Boleh saja di antara kita ada yang tidak percaya, bakal terwujudnya program-program itu. Namun, bagi saya, ada optimisme yang membuncah. Sebab, kapasitas tradisi literasi kepala desanya lebih dari cukup, ditambah lagi dengan fasilitas yang ada, sumberdaya manusia pengawalnya tersedia, semuanya mendukung proses perwujudan program perpustakaan desa. Apatah lagi, sebagai langkah awal, sang kepala desa telah menambah koleksi buku, melakukan pembelian buku lewat ADD, dan berjanji akan mengucurkan lagi dana untuk meningkatkan fasilitas pendukung perpustakaan.
 
Sekitar pukul 16.00, jelang sore, saya beranjak meninggalkan Desa Labbo. Kabut menampak, hujan rintik-rintik mengiringi kepulangan saya. Dengan motor yang dipinjamkan oleh seorang karib, saya menikmati liukan tikungan jalan penurunan.
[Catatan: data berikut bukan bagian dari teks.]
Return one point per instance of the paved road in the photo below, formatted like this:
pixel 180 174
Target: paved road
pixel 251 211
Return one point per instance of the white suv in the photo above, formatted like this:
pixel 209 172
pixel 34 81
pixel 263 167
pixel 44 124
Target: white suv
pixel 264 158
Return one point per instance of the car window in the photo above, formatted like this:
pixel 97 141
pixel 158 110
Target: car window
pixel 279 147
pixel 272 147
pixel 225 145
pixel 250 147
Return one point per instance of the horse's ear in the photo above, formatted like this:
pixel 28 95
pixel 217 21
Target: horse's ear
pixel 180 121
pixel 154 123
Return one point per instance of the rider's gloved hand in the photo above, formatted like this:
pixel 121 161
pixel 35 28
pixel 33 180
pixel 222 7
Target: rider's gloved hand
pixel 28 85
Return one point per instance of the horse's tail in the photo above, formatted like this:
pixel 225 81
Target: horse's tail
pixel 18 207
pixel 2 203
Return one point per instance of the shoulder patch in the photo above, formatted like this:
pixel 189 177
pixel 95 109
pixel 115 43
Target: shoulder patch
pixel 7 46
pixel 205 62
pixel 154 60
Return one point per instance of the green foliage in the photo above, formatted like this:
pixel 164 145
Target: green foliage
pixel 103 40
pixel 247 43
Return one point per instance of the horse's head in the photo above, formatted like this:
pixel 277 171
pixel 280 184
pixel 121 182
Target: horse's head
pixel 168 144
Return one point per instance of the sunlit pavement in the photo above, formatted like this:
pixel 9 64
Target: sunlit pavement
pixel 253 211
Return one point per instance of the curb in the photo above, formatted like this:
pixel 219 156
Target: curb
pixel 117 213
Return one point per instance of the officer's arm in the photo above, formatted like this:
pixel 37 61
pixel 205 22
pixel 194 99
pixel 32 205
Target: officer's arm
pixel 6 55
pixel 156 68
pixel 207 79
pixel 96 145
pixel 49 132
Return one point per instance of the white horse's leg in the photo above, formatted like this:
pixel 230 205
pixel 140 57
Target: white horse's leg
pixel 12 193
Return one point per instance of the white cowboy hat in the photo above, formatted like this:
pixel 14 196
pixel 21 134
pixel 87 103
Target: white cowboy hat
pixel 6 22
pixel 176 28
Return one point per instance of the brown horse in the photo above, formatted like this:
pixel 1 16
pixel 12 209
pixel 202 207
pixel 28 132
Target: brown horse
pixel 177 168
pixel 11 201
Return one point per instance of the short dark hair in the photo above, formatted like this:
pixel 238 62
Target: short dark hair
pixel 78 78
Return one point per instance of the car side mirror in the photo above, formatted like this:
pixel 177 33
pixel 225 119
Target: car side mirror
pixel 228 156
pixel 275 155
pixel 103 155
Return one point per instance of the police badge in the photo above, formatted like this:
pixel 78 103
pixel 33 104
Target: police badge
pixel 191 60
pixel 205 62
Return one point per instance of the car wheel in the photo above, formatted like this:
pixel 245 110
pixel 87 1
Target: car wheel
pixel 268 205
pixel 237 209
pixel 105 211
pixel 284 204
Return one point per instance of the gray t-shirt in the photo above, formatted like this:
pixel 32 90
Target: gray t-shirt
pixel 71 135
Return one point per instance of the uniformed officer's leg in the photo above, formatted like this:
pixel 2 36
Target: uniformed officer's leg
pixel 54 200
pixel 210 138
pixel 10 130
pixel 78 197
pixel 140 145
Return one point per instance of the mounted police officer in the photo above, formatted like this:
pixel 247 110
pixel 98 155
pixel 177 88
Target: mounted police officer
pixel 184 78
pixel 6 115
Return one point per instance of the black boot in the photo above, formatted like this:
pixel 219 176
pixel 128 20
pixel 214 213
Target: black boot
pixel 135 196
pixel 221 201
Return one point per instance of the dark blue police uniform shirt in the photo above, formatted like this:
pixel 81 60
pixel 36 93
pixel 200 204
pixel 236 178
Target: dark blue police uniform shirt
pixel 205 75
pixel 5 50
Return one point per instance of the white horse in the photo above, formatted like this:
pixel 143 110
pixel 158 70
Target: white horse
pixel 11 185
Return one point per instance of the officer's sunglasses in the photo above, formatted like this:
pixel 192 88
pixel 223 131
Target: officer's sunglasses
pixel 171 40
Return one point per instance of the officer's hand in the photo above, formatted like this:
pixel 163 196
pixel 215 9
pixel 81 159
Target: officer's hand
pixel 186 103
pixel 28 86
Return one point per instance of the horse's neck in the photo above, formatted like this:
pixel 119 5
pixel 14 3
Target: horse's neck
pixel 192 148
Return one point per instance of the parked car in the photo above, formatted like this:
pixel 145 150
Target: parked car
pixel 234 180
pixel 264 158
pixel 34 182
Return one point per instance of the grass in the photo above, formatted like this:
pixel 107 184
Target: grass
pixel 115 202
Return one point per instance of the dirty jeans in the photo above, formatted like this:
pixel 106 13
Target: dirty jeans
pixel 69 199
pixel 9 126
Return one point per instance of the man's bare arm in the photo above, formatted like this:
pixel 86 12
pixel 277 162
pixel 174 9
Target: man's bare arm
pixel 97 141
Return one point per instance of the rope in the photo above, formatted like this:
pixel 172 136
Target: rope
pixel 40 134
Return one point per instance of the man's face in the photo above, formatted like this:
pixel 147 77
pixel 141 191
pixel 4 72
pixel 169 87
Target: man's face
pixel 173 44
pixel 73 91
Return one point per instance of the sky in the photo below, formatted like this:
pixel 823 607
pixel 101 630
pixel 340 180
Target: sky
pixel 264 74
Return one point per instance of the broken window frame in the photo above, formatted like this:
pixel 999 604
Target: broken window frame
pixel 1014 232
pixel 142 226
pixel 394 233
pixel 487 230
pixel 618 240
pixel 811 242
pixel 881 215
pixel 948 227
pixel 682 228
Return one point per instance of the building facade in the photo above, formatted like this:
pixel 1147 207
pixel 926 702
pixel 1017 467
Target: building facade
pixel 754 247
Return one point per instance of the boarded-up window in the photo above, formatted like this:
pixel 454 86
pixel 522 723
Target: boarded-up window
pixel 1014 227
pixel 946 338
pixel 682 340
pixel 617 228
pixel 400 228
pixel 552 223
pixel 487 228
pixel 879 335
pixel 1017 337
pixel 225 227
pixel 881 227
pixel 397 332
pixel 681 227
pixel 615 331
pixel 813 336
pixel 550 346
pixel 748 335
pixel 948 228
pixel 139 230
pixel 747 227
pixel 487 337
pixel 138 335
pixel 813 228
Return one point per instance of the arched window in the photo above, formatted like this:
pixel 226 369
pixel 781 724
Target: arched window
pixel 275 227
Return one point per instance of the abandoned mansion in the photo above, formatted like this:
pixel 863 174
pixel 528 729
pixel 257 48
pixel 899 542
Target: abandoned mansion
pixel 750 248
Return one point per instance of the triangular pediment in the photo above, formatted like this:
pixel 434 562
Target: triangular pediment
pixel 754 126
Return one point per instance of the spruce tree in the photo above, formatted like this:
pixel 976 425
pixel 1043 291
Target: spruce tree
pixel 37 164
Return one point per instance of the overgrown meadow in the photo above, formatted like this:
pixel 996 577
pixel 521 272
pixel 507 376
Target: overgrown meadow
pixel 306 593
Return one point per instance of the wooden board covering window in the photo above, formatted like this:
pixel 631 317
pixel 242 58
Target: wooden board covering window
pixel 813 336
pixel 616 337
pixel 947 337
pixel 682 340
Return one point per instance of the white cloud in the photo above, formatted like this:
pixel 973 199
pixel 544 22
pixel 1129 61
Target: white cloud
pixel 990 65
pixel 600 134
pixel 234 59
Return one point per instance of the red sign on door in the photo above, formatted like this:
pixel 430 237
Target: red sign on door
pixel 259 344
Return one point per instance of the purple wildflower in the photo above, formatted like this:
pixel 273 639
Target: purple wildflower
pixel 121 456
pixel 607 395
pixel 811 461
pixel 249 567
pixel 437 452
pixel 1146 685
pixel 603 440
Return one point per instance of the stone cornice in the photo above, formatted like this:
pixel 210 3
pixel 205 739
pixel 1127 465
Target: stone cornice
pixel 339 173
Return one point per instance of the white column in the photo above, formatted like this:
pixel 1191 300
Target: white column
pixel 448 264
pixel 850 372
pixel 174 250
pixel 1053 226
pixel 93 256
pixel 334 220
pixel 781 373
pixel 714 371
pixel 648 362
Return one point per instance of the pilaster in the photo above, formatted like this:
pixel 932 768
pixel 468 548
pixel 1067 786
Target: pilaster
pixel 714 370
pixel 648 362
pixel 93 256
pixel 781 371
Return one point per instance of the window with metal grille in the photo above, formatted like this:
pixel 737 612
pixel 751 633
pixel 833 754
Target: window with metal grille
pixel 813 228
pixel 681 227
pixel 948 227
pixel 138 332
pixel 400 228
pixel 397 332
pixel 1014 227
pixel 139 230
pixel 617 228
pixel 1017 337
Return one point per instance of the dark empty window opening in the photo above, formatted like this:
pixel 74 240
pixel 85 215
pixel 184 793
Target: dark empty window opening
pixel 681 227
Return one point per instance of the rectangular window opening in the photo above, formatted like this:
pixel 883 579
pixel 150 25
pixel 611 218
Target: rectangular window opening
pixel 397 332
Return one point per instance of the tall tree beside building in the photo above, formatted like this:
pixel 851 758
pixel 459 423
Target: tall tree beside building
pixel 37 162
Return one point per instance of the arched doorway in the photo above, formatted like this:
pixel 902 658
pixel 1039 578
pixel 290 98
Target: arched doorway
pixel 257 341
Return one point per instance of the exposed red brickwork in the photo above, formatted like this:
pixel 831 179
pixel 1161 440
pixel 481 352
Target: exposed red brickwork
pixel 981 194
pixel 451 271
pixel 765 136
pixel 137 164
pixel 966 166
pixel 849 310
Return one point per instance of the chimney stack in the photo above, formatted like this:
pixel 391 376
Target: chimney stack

Banyak yang tersisa dari setiap tapak jalan yang saya lewati, kenangan demi kenangan berhamburan menyeruak, mengingat-ingat tahun-tahun silam, kala merintis tapak-tapak gerakan literasi di Labbo. Hujan yang mengguyur, apatah lagi kalau sekadar merintik, taklah kuat menghapus jejak literasi itu. Jejak literasi yang saya tapakkan, tidaklah seperti daki yang melengket di kulit, begitu mandi hilanglah pula.